Member of Parliament for Gujarat
- In office 10 April 1972 – 9 April 1978

Personal details
- Born: Sumitra Gandhi 5 October 1929 (age 96) Ahmedabad, Bombay Presidency, British India
- Party: Indian National Congress (1972-1977), Congress for Democracy (1977), Janata Party (1978)
- Spouse: Gajanan Raghunath Kulkarni
- Relations: Family of Mahatma Gandhi
- Children: Shriram, Shrikrishna, Sonali
- Parents: Ramdas Gandhi (father); Nirmala Gandhi (mother);
- Education: MA, LLB
- Alma mater: Women's College, Banaras Hindu University
- Occupation: Politician

= Sumitra Kulkarni =

Indian politician (born 1929)

Sumitra Kulkarni (née Gandhi; born October 5, 1929) is an Indian politician. Born in the family of Mahatma Gandhi, she studied MA and served as an Indian Administrative Service officer before joining politics. She served as a member of Rajya Sabha from 1972 to 1978.

==Biography==
Kulkarni was born on 5 October 1929 at Sabarmati Ashram in Ahmedabad. She is a daughter of Ramdas Gandhi and granddaughter of Mahatma Gandhi. She was named after Sumitra mother of Lakshmana. She was raised in Sevagram near Wardha.

She has studied MA in history with specialisation in Foreign Policy and Diplomacy of Modern World from Women's College, Banaras Hindu University and Clark University. She has also studied LLB.

She was an Indian Administrative Service (IAS) officer and was a collector in Madhya Pradesh. She was persuaded by Indira Gandhi to join the Indian National Congress (INC). She resigned from IAS in 1972 and was elected as an INC member of Rajya Sabha representing Gujarat. She became disillusioned with INC during the Emergency thus she switched to the Congress for Democracy (CFD) on 2 March 1977. The CFD was later merged with the Janata Party. She served as a member of Rajya Sabha from 10 April 1972 to 9 April 1978.

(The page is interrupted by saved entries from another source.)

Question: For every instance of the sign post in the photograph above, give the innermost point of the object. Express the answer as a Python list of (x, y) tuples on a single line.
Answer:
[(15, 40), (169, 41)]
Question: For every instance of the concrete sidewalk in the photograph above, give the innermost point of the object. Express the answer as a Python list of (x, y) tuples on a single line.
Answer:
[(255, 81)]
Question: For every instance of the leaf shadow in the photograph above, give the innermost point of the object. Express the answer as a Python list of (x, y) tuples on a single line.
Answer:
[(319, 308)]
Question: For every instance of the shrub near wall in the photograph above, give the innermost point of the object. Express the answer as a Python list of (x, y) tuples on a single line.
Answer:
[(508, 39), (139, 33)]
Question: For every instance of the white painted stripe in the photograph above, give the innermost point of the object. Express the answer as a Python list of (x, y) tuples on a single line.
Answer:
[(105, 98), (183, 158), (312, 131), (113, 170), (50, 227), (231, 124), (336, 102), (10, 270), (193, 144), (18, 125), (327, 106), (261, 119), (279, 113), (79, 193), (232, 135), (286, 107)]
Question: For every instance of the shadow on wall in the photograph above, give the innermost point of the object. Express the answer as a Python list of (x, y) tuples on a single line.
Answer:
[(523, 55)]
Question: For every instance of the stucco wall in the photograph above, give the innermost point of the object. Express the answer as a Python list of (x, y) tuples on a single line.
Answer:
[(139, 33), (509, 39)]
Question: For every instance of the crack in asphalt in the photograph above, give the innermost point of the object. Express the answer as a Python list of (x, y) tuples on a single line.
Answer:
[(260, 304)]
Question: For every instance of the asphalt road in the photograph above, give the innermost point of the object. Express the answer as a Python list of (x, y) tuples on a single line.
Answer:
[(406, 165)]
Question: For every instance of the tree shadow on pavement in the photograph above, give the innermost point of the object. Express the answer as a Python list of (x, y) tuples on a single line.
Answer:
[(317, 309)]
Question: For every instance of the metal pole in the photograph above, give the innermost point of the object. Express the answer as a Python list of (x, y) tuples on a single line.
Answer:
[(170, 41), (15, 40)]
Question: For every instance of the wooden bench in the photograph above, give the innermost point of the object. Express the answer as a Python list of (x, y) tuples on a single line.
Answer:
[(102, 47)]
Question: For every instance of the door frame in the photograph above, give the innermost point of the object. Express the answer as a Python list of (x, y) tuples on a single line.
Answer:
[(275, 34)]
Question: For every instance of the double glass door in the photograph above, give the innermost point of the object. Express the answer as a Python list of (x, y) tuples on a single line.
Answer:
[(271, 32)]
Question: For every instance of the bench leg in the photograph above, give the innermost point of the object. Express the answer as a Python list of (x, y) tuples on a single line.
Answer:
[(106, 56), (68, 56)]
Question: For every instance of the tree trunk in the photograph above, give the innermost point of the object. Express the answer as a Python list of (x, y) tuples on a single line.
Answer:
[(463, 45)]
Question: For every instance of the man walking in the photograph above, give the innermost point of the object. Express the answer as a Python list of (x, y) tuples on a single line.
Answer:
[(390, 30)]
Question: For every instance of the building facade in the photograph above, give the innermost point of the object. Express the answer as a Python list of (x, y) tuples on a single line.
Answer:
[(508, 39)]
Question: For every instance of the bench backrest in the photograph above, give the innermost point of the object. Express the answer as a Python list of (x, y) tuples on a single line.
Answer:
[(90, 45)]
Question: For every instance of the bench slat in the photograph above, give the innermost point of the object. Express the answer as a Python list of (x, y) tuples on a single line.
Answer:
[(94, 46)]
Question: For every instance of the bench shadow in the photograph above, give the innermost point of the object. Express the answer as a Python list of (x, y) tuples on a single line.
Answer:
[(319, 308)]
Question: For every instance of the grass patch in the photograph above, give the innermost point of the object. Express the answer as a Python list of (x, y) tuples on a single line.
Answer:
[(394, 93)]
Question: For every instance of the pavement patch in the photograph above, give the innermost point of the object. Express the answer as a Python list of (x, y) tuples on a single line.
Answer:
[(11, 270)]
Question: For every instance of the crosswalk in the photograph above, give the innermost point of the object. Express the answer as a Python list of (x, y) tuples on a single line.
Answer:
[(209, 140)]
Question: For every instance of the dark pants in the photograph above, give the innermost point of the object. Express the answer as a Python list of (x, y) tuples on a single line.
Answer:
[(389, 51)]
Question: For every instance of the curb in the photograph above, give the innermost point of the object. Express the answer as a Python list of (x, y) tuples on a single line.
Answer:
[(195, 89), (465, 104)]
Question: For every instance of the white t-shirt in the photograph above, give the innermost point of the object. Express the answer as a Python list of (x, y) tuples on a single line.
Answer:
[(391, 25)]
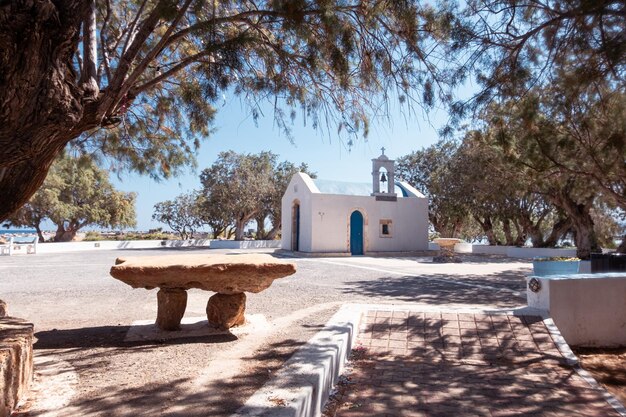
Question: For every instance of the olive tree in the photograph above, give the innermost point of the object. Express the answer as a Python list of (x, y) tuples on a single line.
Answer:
[(139, 80)]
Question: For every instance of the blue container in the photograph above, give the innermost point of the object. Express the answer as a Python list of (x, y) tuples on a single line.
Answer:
[(543, 268)]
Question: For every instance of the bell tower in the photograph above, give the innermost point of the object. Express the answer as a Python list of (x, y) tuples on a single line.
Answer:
[(383, 178)]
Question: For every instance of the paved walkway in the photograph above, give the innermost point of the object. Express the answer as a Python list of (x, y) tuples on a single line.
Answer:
[(449, 364)]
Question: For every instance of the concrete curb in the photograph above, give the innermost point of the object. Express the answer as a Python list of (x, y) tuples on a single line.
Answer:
[(302, 386)]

She served as a member of the National Commission to Review the Working of the Constitution (2000–2002). She had conducted anti-liquor campaign during the elections.

==Personal life==
Kulkarni married Gajanan Raghunath Kulkarni, dean of IIM Ahmedabad. They have twin sons Shriram and Shrikrishna and a daughter, Sonali.